Even after all these years, I get caught up in the energy of the new year. I have hope that each new person who comes into my class will find the practice they are looking for. And I take the time to evaluate my own life and where I can make changes. Life is a practice of constant refinement. We never reach the goal and in fact the goal changes and shifts with time. As one goal is accomplished, another appears. This is not a problem, it is the gift. The striving, the work, the journey… that is the real goal.

4 Comments

  1. Hi Mado, you were my first yoga teacher in Asheville, NC. My wife and I started attending your classes 2 years ago. I read this article and it reminds me so much of my own journey these past two years and my relationship with my practice. At first, I’ll be honest, it was the a New Year and I decidedto get my act together and go to a yoga class. It was amazing. But I rode that wave for a bit, went to a class here and there. My relationship was an on again off again thing. Well I took a brief break from it and didnt do any yoga for about 2 months. I got sick, I fell into a slight depression, felt stuck in my life. Then I just decided to get off my lazy a$# and go to a class. Naturally, I went all in and dove right back in, started feeling great…..then for some reason, stopped because I was in school again and couldn’t find the balance. My body suffered, my mind suffered and I suffered, thereby causing the one’s around me to suffer. So here I am 6 months into another run that I am feeling will be the change I was looking for. Anyway, my personal journey has been great. I have a wonderful relationship with my loving wife, I eat very well, I can honestly look ta myself in the mirror and see that I am a pretty healthy guy. I have changed my life into one based on the principles we learn each and every day on our mats. Yoga is changing my life. It helps me appreciate how beautiful each moment truely is and that by hightening our sensitivity and compassion our lives can be enriched more and more as can the lives of those around us. Have a healthy and happy new year! Namaste

  2. Lovely thoughts, Mado. I my own life, I’ve noticed that healing changes which last have been ones which were framed as a nurturing gift to myself, rather than a perfectionist-motivated critique of my flaws (“Yoga makes me feel wonderful!” versus “I need to get in shape and be more centered!”). With my diet I discover nourishing meals to add and gently let go of foods which don’t serve me well, refraining from mentally “punishing” myself when I eat something unhealthy. It is a tricky balance, and you are so right that motivation and perspective make a big difference. And these changes that may be initially based on more self-centered desires can have far-reaching positive effects in various ways: “improving” ourselves to make the world a little better…

  3. Yes! The self loving discipline is one that I talk about often in my classes. Rather than viewing discipline as something austere that we must conform to, we can find little ways to make our lives better. Step by tiny step we find ourselves transformed without ever feeling like we are sacrificing.

  4. Many people find that their practice has an ebb and flow. I’m sure that if I didn’t have the motivation of teaching, my own would fluctuate more than it does. Self-acceptance is a great place to start initiating change.

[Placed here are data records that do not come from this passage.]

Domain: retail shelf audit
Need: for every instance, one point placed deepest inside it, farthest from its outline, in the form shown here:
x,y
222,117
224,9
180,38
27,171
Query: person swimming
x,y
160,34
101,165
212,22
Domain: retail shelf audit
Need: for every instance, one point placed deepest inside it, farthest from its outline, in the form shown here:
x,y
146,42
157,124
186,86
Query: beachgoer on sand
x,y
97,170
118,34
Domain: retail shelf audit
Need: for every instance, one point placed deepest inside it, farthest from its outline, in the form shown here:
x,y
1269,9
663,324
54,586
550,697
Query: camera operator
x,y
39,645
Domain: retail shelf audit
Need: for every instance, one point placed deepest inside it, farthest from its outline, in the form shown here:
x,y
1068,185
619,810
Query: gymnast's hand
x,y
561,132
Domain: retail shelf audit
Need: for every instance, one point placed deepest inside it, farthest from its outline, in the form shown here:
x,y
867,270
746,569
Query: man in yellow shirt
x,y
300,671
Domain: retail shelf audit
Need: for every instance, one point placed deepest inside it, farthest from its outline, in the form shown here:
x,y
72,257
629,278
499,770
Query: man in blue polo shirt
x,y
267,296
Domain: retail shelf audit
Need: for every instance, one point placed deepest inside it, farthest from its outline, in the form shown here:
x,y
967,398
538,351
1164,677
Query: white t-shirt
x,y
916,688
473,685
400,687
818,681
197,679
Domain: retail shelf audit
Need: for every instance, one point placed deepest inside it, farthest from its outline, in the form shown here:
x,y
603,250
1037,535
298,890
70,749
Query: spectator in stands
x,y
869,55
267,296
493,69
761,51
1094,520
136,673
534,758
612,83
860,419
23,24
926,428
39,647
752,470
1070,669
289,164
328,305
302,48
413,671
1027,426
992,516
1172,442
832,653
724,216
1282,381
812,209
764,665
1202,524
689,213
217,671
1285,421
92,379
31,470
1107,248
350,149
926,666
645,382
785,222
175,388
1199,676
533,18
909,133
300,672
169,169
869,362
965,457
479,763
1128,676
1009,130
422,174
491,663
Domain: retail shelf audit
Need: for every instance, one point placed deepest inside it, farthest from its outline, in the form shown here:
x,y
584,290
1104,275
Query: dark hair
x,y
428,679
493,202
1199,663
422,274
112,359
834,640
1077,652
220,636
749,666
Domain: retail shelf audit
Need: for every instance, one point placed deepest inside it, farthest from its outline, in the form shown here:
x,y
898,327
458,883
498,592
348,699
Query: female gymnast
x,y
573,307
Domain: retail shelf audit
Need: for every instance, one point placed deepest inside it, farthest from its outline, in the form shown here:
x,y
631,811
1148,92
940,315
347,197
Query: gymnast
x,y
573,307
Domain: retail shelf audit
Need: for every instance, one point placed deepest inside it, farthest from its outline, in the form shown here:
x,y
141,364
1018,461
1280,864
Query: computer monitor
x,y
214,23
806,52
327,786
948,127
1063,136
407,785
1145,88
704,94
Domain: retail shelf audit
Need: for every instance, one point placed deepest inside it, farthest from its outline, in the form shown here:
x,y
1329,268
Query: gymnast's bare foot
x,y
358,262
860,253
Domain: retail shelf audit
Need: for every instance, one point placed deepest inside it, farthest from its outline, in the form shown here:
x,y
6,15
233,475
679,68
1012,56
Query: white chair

If we beat ourselves up about not being consistent…we are actually less likely to find consistency because it becomes more of an obligation, a “should” than a “get to”. Life ebbs and flows. I’m not sure that a consistent practice is what is best for everyone. Sometimes people practice yoga for years and then stop entirely for a while, only to fall back in love later in life. There is no one size fits all practice… nor a one size fits all life. I’m glad you feel like you are in a great place… perspective is key. Those who find a way to see wherever they are at in life as a great place, to see the beauty in each moment as you say, are in my opinion the most likely to be happy. May you be happy.